The problem is, however, that the specific technology utilized in the role was new: it would be impossible to have someone with that much experience in using it unless they had a time machine, or they were counting "work years" and they crammed in 120 hours of work with this tech a week since it first debuted.
"And I remember saying well that's, that's not really possible because this technology hasn't been around that long so the best we can hope for you know is maybe about two years of experience. And I'll never forget what he said to me he said yeah but here's the thing: if you have something that you want somebody to have experience with and...you basically set an impossible standard..." Dinner continued.
He went on to explain his boss' logic in setting this impossible standard: " you say like I want 8 years of experience for something that's only been out for two years, you're going to get people who are going to say whatever they need to say in order to get the job."

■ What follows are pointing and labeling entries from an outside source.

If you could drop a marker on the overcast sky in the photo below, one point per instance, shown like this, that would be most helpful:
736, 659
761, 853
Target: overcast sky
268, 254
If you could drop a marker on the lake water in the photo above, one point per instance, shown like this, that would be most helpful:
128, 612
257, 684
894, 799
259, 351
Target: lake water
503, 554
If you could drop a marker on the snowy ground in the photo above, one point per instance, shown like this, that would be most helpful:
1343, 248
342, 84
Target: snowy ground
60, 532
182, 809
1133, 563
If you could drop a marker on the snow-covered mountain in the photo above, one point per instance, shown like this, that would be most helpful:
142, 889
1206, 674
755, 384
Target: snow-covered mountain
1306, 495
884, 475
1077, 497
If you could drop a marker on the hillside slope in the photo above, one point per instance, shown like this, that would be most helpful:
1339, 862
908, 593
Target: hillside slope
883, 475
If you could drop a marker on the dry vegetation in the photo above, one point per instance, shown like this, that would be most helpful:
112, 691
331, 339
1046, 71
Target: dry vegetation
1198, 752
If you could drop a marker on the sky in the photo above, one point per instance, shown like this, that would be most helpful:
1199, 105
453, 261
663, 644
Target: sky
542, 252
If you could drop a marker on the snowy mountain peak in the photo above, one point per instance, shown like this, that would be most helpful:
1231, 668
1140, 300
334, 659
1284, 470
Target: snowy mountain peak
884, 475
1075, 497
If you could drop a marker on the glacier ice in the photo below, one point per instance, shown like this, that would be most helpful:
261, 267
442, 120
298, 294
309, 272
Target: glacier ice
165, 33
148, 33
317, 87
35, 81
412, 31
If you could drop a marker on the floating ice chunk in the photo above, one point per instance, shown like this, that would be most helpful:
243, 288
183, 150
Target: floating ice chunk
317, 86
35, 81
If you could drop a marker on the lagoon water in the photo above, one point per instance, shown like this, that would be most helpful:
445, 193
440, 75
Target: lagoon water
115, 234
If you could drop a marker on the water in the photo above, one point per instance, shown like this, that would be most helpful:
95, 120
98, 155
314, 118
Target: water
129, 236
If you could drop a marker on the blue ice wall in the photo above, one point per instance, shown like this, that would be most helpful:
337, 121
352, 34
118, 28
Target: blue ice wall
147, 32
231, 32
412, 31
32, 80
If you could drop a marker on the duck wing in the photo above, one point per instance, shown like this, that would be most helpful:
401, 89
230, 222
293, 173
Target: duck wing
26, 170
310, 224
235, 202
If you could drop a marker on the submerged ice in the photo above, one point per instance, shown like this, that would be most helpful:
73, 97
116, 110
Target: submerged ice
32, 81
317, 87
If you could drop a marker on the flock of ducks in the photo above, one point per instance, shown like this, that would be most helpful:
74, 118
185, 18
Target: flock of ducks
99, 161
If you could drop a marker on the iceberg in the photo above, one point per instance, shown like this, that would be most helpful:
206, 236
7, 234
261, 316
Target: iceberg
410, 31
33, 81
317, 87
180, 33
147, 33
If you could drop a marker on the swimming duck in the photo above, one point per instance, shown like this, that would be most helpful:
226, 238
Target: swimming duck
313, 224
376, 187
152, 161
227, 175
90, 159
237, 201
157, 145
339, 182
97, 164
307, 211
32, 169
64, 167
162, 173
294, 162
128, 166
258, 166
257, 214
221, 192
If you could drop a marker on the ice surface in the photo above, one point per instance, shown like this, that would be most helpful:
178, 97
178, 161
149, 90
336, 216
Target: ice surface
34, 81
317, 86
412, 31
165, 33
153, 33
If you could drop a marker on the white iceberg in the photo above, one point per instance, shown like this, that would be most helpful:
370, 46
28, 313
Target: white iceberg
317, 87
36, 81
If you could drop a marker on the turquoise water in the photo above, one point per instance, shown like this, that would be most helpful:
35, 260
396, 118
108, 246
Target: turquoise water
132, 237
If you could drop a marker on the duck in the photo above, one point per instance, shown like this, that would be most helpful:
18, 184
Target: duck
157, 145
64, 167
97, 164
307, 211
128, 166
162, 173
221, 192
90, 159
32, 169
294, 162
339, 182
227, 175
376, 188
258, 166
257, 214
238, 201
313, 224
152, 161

According to his supervisor, they wanted someone who was chomping at the bit for a position with the company: "And he said that is what we want to hire. We don't want to hire people with actual experience because experience can be taught. What we want people to have is in the internal drive to accomplish an objective and in this particular case the objective is getting a job."
Here was the kicker though: "Even if that means lying. That's what I asked. So even if that means lying his response was to shrug. And say that's just the way the world works. We want people who are going to do whatever it takes to get the job done. Even lying. So anyway that's what they want. They want liars, they want liars, they want liars!" he says at the end of the video while zooming into his face as he speaks into the camera.
One user who responded to Dinner's video said that they've seen this practice in the corporate world but with a specific demographic: "Caveat: have seen this is true for hiring men, mainly white. Not women or POC."
Another individual remarked that this type of hiring strategy ultimately backfires on them as they steer clear of jobs that set impossible expectations: "if i see a job application with an impossible standard I won't apply for it because I assume that the work will not be worth the pay"
Someone else quipped that even when they lie they can't seem to land a job: "Half of my resume is lies and I still can’t get anything"
There was one user who took issue with being told their position can be worked remotely, when it's clear that the person interviewing them is doing just that: "I love when they tell me I can't work from home, as they're working from home on the interview"
And then there were folks who shared their own job denial horror stories, like this one person who was rejected from a job despite being the person who created the functionality the prospective employer was seeking proficiency in: "I got denied for experience with a library I created!!!"